We can clamor all we want for the coveted "change," but perhaps we should take a more grass roots approach that's a bit closer to home? Maybe, just maybe, if we want a change in outcomes, whatever the issue under scrutiny might be, we ought to be much more willing to examine, reevaluate, and change things about ourselves.
It's worth thinking about for longer than a few seconds before dismissing the proposal rapidly with the now ubiquitous verbal 'talk to the hand' of the masses, "What. . . everrrrr!" But Stay with me for just a moment.
When everyone meets at the figurative negotiation table, we've got to relearn and practice the art of compromise, modify our views, alter what we ask for, how, and when. And some of that might just include looking at ourselves and our angry demands with a more critical eye. Change in ourselves might be entirely necessary before we can expect others to meet us halfway from across the table.
My view, after more than half a century on this mortal coil, however, is that far too many people are unwilling to modify anything about themselves. Rather, they expect everything and everyone else to adapt to them. Oh, yes. I see the irony here. It's not lost on me. Nevertheless, there is no escape from the heavily implied, urgent, and prevailing cries of, "What can you do for (or give) me, me, ME??!!"

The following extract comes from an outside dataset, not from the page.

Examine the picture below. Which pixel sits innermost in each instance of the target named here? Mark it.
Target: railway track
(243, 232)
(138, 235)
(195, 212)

Maybe, just maybe, the change that everyone demands so vociferously in 2020, in whatever form that takes, would actually come about much more readily were people more willing than they are to change things about themselves first? It would certainly save us all considerable time and deliberation. But, as my cynical old mother occasionally asks in a rhetorical sense, "Then what else would they have to talk about?"